Brig Gen Mohammad Reza Zahedi, the most senior victim of the strike, is described by Iranian media as “the defender of the holy shrine” – a likely reference to the Shiite religious site the Sayyidah Zaynab Shrine in Damascus.

In that country’s civil war, in which the role of the Islamic Revolutionary Guard Corps was pivotal, Shiite recruits were given encouragement that their involvement in the Syrian civil war was, in part, defending holy sites.

In Lebanon, he worked alongside Hezbollah commander Imad Mugniyeh, who was assassinated by Israel in Syria in 2008, advising and assisting the Iran-backed Hezbollah militia in some of their most dangerous operations, including a jailbreak and cross-border raids.

But he was most vital for Iranian operations in Syria. He took command of IRGC operations in 2008 and helped co-ordinate relations between Damascus and Tehran at a time when Syria explored improved ties with the US.

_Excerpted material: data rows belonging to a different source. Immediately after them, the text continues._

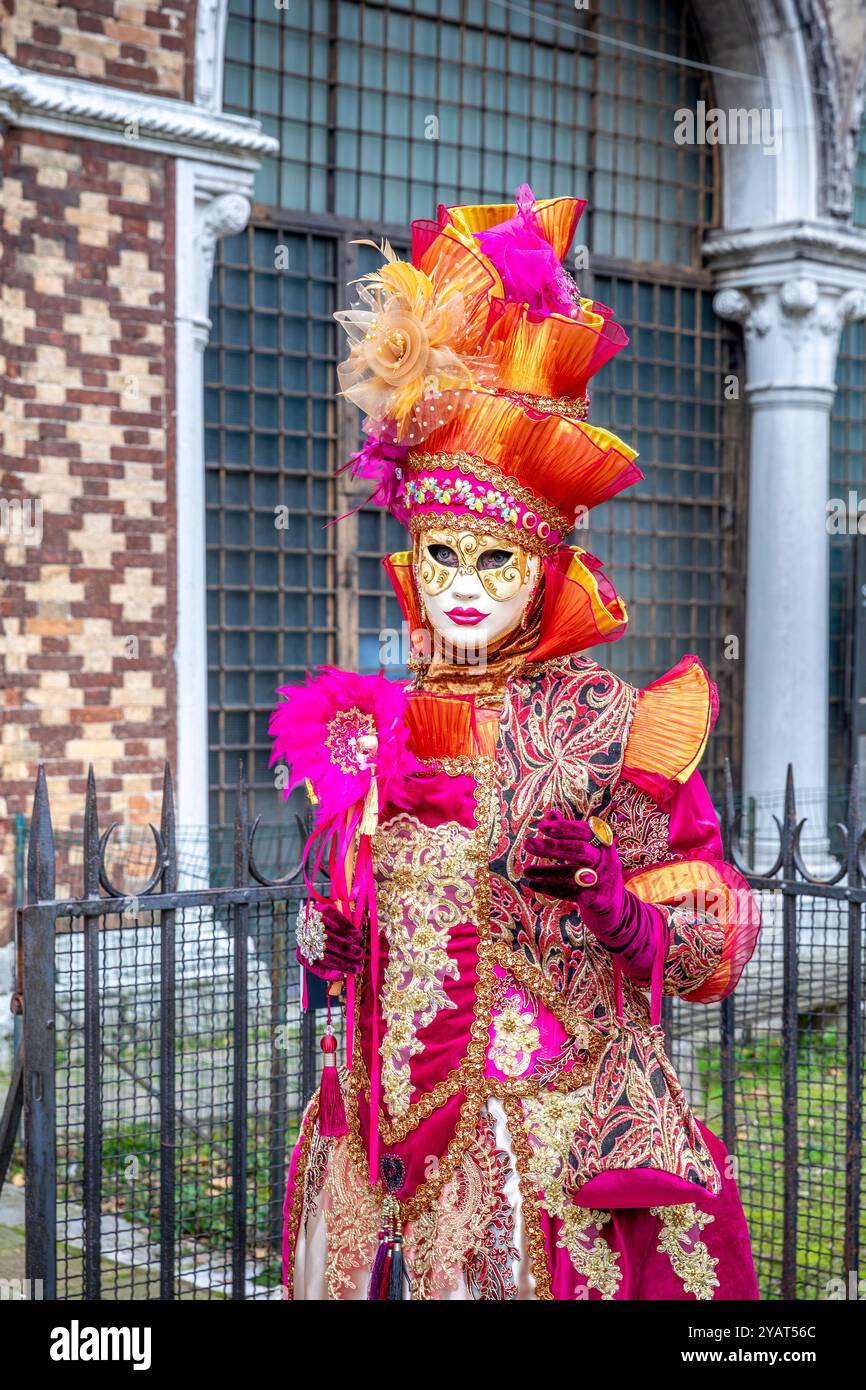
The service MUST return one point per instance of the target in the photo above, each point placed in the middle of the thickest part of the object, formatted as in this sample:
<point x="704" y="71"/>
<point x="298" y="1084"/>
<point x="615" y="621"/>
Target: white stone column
<point x="793" y="289"/>
<point x="210" y="202"/>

When Washington-Damascus talks collapsed during the uprising against Bashar Al Assad in 2011, Brig Gen Zahedi helped build networks of Iran-backed paramilitary groups, known for brutality against civilians, helping suppress the rebellion in a decade of bloodshed.

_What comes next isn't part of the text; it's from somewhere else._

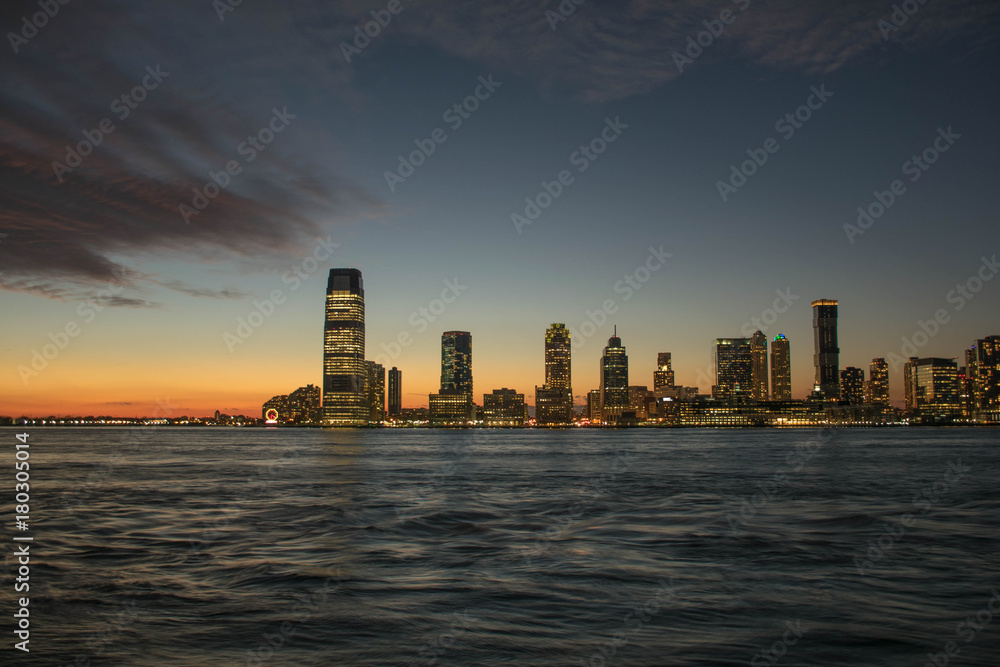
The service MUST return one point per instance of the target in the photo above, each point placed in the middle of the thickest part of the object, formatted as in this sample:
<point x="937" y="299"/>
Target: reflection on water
<point x="480" y="547"/>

That intervention, alongside the work of the late head of the IRGC’s Quds Force Qassem Suleimani – a man considered a legend by his supporters – is credited with saving the Assad regime. The Quds Force is an expeditionary unit tasked with training allied militias such as Lebanon’s Hezbollah.

Domestically, he was a key regime enforcer, heading the Thar Allah security force in Tehran between 2005 and 2008, a force tasked with cracking down on dissent.

Born in 1960, he joined the new Islamic Revolutionary Guards Corps in 1980, one year after the ascendance of a Shiite theocracy in Tehran, which ousted the pro-West Shah.

His rise through the ranks was rapid. At just 20, he was leading a battalion of soldiers in the eight-year-long Iran-Iraq war which claimed about one million lives. In Syria, he helped establish a number of local armed groups, as well as co-ordinated Iraqi, Afghan and Lebanese Shiite recruits and units.

One unit his force founded, the Qamr Bani Hashim Division – named in reference to Shiite theology – shares its name with his unit during the Iran-Iraq war.

His experience as a young commander fighting Iraq would prove key to rising through the IRGC. Maj Gen Suleimani said the conflict was his most formative experience.

“The youths who were more deeply involved in the war have in today’s society become the more successful administrators – because they administered [affairs] during the most difficult of times,” Maj Gen Suleimani said, describing the conflict as a pilgrimage on which soldiers “sacrificed their lives with absolute loyalty” to make Iran’s Supreme Leader, Ayatollah Khomeini “smile”.

Al Mayadeen, a pro-Hezbollah news outlet in Lebanon, described him as “one of the most prominent leaders of the Quds Force … Martyr Zahedi was the deputy chief of IRGC operations. He also took positions as the leader of both the IRGC’s Air Force from 2005 to 2006 and the Ground Force from 2006 to 2008”, saying he also had a role to “deliver weapons to Gaza”.

That role may date back as far as the late 1990s and early 2000s, when Hezbollah and Iran co-ordinated supplies to Palestinian Islamic Jihad, according to an analysis by Matthew Levitt, an analyst focused on Iranian militancy.

During his command in Lebanon in 2000, Hezbollah launched a spring offensive against occupying Israeli forces, defeating the group’s proxy ally, the Christian-dominated South Lebanese Army at the battle of Khiam, an operation to free prisoners in a prison complex in a town of the same name, which contributed to the rout of the SLA and Israel’s eventual withdrawal from southern Lebanon, which it had occupied since its invasion in the early 1980s.

It is this co-ordination of different groups that has become more critical for Iran over the years, and something Brig Gen Zahedi was obviously adept at, as Tehran’s allies have grown in reach from groups opposing the US occupation in Iraq to the Houthis in Yemen, who have closed down a key international waterway in the Red Sea.